The storm system, which is known as Nadia in Germany and Malik in other countries, intensified a day earlier bringing hurricane-level winds at times to the North Sea and Baltic Sea coastlines.
As the storm moved eastward Sunday, the fire department in the German capital, Berlin, declared an emergency and ordered residents to stay home, where possible.
Several killed by falling trees
On Saturday, one person in Germany was killed when he was hit by an election poster that had been loosened by the wind, Bild newspaper reported. A companion was also injured.

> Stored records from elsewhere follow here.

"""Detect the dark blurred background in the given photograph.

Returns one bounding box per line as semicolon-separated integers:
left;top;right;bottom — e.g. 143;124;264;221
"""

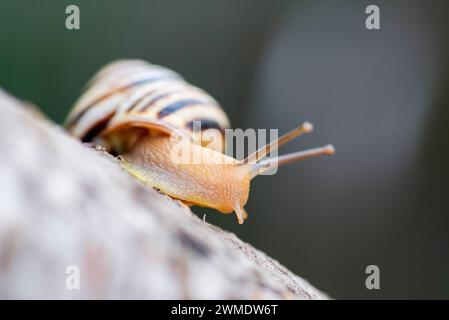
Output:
0;0;449;299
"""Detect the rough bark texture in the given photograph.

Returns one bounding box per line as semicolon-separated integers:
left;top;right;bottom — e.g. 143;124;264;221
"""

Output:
0;90;326;299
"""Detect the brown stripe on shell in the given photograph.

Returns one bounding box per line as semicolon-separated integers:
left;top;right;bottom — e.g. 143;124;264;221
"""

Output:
186;119;225;132
157;99;208;119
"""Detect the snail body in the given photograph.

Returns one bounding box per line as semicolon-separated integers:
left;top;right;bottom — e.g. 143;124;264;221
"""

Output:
66;60;334;223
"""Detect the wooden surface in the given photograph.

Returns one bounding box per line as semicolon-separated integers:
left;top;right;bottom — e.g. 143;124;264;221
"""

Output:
0;90;327;299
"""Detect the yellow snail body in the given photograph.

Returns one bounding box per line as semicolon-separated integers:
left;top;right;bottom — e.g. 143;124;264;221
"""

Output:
66;60;334;223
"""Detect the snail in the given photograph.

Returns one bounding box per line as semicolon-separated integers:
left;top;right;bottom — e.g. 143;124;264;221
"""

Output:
65;60;334;224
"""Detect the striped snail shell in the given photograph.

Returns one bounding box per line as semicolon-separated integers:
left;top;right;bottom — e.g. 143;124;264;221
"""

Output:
66;60;334;223
66;60;230;153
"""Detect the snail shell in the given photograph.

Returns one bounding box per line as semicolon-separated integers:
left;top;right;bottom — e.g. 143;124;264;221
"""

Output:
66;60;230;153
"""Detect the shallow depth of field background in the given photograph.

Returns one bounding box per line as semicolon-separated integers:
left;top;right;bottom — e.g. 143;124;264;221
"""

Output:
0;0;449;299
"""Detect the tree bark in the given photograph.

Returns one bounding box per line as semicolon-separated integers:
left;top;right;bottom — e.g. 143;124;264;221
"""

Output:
0;90;327;299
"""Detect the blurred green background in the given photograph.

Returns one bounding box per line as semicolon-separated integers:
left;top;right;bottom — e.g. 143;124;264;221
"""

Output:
0;0;449;299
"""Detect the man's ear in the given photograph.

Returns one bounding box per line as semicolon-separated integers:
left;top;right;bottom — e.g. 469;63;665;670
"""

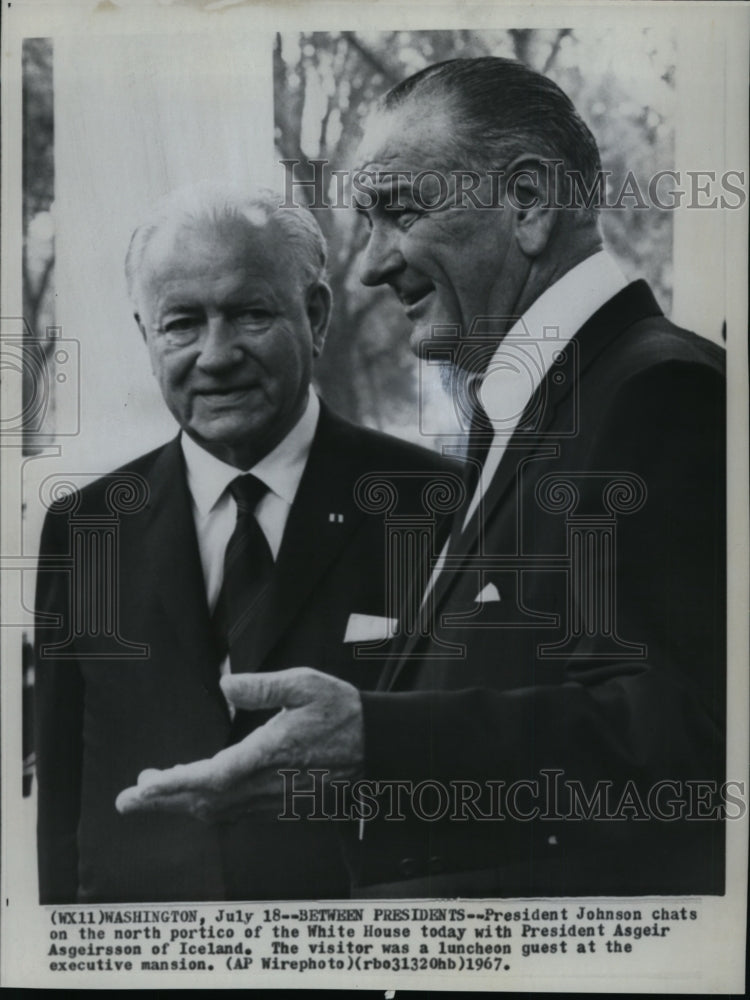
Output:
306;281;333;358
504;154;558;257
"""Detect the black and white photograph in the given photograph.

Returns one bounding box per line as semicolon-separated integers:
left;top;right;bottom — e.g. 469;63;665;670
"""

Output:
0;0;750;994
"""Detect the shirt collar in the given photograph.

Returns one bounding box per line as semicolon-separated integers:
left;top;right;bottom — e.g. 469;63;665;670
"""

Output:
480;250;627;420
185;391;320;517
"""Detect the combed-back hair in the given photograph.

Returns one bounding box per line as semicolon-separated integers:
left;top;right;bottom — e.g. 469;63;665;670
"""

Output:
380;56;601;209
125;181;328;299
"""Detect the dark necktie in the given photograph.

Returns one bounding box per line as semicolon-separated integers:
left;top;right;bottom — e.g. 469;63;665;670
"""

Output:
213;473;273;673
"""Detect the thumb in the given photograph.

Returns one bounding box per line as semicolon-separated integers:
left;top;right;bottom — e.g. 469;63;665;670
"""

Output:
219;667;323;709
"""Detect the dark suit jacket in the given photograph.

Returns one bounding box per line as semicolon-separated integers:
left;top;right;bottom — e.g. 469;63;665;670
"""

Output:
36;407;458;902
350;282;726;896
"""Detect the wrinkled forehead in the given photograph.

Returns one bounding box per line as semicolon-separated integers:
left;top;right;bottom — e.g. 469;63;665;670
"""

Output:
355;98;456;170
141;208;279;277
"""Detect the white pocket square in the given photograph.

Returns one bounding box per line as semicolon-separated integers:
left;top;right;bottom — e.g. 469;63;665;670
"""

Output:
474;583;500;604
344;614;398;642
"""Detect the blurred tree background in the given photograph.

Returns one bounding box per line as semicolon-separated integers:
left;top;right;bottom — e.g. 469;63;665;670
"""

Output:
274;28;675;447
21;38;55;454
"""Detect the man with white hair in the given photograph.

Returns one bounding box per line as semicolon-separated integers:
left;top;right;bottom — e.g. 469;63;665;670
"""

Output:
119;57;726;898
36;185;452;903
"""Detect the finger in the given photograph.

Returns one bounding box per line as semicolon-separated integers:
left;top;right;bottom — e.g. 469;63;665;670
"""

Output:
220;667;324;709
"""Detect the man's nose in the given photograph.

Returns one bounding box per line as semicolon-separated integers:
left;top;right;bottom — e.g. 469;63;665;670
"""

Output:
359;226;406;285
197;316;242;372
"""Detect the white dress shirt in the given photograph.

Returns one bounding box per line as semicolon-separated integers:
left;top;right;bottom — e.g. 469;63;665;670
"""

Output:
180;391;320;611
423;250;627;603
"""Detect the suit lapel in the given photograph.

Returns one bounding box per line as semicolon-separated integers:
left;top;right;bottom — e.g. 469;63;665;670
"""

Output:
144;438;218;690
241;404;364;669
388;281;662;690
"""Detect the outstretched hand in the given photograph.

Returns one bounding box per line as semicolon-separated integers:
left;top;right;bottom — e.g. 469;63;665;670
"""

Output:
115;667;364;822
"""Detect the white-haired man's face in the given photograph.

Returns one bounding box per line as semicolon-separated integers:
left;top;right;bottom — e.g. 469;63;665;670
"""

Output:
135;220;330;469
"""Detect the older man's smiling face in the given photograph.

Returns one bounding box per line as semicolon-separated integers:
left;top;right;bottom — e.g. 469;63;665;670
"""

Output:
137;220;328;469
357;104;530;353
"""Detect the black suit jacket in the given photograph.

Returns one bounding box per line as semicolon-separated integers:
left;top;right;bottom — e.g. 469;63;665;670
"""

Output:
350;282;726;896
36;407;458;903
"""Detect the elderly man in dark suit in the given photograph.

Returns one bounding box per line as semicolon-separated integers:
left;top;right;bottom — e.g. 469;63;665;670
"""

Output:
120;58;726;897
36;186;455;903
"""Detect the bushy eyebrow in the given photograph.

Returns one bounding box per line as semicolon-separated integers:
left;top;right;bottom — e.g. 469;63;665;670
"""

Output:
352;177;415;214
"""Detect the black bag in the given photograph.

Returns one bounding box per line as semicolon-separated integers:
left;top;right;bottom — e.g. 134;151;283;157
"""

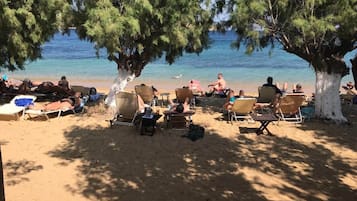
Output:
182;124;205;141
89;87;97;95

Scotland saw winds of 100 miles (160 kilometers) per hour, where a 60-year-old woman in Aberdeen died after being hit by a fallen tree.
In central England, a nine-year-old boy died when a tree fell on him and a man.
Some 130,000 homes across England were without electricity after power lines were cut.
In Poland's Wejherowo County, on the Baltic Coast, one person was killed and another injured by a falling tree, according to the Rzeczpospolita newspaper.
Across the country, more than 680,000 people were without power.
Hamburg market flooded
The storm surge also struck the northern German city of Hamburg, where the Elbe River extends to the North Sea.
The waters flooded the fish market in Hamburg's St Pauli district and several cars in the city were washed away.
Also in Hamburg, a barge loaded with an excavator was pushed against a bridge by the storm.
Bild reported that the excavator operator and captain fell overboard but survived.
Water levels in the Elbe reached several meters higher than usual high tides.
Off the northern German coast, an empty freighter drifted in the strong winds.
Emergency command from the port of Cuxhaven sent tugs to steady the 190-meter (623 foot) long Vienna, which took six hours.
Flood warnings were also issued for other parts of the northern German states of Schleswig-Holstein and Mecklenburg-Western Pomerania.
Fallen trees disrupt rail services
The storm disrupted train services in Schleswig-Holstein due to fallen trees, German rail operator Deutsche Bahn said.
In the northern German city of Bremen, a fire department spokesperson said they were sent out on nine separate calls to deal with fallen trees in the area, although no injuries were reported.
Denmark shuts major bridges
In Denmark, the combined highway and railway Oresund bridge which links the country with neighboring Sweden was closed, along with the Great Belt Fixed Link bridge, connecting the Danish islands of Zealand and Funen.
Some 10,000 emergency workers per put on standby to deal with emergency calls, the Ritzau news agency reported.
In the town of Frederikssund, 20 people in need of daily care were moved to safety as care could not be guaranteed in the case of flooding, broadcaster TV2 reported,
On Zealand, where the Danish capital Copenhagen is located, almost all regional train traffic had been suspended, according to the broadcaster DR.